Saturday, March 14, 2020

The ship was docked at the pier of Phu My, Vietnam 2020/Carlos Pueblo

The ship was docked at the pier of Phu My, Vietnam 2020/Carlos Pueblo

Phu My is not on my old Rand McNally map, is also a new container port for export. It is very closed to the old Saigon. There are two small strips of stores across a small ditch of the bay water, one for the eatery, small dishes of fried fish, squid, chicken drum, and vegetable, etc. A plate is costed for US$1.00. Another strip is for some souvenir sweat shirts, baseball caps, low budget items, etc. There is also another mobile strip unit for clothes inside the pier. We did inspect all three of them quickly and return to the ship eventually. It takes a while for this war torn nation to get ready for cruise style tourism.

We sat at the Cafe to watch uniform crew members shopping at the mobile unit, actually is a tent. We saw Lovely and her husband. She is the restaurant manager of Le Bistro and her husband is also on another assignment whom is not formally introduced to us.

Alan & Mary Hunt are from Seabrook, Texas near Clear Lake City, Houston. They had a plan to search his formal Vietnamese partner during the War. He has tried to locate him in vein during these years. Saigon trip takes about eight hours on excursion. I didn't see them after that day of conversation. I did find the Kanji for Joshua, their grandson's name. I'll send an e-mail to them.

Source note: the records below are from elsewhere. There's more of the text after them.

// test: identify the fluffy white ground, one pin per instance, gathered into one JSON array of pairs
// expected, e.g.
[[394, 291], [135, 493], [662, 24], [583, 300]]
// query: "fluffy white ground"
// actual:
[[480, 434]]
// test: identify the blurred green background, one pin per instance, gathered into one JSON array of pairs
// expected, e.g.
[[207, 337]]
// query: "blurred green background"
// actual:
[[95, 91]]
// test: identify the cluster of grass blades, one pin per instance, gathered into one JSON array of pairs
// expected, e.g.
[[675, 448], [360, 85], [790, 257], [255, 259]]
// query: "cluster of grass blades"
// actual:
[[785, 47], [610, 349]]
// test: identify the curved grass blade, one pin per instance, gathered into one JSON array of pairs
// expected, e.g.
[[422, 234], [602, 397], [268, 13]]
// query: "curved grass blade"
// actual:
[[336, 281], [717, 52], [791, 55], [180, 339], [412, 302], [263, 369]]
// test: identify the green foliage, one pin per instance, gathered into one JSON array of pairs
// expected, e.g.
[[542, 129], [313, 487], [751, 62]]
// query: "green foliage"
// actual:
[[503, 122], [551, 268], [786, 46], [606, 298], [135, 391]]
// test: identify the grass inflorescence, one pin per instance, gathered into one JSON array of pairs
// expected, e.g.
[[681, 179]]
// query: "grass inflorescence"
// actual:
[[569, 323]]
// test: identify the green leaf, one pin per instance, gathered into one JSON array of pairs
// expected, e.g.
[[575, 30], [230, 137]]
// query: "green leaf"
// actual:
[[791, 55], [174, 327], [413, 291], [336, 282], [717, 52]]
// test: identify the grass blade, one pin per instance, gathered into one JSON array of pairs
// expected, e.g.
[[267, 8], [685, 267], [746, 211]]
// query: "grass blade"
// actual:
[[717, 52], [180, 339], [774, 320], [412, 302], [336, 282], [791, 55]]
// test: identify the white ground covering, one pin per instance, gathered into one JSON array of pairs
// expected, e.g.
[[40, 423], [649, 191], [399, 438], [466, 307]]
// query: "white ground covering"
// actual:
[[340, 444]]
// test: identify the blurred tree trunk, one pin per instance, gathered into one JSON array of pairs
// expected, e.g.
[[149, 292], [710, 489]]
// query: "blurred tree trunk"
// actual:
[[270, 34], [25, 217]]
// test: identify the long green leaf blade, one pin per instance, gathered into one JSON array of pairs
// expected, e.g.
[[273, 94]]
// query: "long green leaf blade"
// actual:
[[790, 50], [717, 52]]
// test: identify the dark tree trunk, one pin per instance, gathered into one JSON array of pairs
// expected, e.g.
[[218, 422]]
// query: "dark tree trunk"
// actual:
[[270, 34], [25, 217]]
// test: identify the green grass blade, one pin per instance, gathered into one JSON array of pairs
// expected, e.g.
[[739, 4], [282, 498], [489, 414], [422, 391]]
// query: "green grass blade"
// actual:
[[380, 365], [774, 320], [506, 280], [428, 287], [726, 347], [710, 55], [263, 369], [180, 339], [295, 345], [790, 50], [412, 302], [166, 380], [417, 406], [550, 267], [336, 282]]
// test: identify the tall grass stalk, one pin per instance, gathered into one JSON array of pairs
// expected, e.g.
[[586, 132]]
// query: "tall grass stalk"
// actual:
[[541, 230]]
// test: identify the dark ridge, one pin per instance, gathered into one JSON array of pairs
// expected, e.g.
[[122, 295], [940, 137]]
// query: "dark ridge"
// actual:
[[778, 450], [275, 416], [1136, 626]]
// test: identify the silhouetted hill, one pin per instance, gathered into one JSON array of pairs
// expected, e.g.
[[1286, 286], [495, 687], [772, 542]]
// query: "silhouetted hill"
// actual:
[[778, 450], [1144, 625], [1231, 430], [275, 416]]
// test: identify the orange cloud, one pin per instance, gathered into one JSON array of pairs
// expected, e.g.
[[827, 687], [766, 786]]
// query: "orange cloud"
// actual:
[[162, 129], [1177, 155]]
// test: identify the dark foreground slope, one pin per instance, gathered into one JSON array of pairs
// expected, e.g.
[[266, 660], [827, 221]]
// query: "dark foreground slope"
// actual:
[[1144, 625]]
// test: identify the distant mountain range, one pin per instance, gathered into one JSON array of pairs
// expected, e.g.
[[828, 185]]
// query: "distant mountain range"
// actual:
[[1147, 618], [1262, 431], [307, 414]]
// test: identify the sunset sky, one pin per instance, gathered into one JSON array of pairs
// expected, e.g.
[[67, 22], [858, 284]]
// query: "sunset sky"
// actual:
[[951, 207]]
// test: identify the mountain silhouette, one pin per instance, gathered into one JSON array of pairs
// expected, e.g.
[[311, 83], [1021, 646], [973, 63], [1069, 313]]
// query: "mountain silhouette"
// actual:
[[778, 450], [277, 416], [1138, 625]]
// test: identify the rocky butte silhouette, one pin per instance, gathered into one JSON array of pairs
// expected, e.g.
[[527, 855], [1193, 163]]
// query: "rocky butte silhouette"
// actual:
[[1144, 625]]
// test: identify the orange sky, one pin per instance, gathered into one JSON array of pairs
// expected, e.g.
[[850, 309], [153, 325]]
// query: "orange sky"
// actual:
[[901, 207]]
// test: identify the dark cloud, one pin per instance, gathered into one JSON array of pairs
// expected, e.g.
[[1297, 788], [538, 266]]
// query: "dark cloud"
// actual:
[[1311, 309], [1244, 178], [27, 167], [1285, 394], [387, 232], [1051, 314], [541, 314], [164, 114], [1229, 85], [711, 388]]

A dinner with officers is held on every route for platinum plus latitude member. The officer was one of the ship engineer. He was on this ship when I was in San Juan, Porto Rico on Thanksgiving 2018. I was at a small inn waiting for a cheaper flight back to Houston and ran into a family got bumped off Jade due to machine failure. He remembered it and described how the ship made it to Miami with her own power. Another couple are from the UK. We have run into each other at least one time in Alaska trip recently.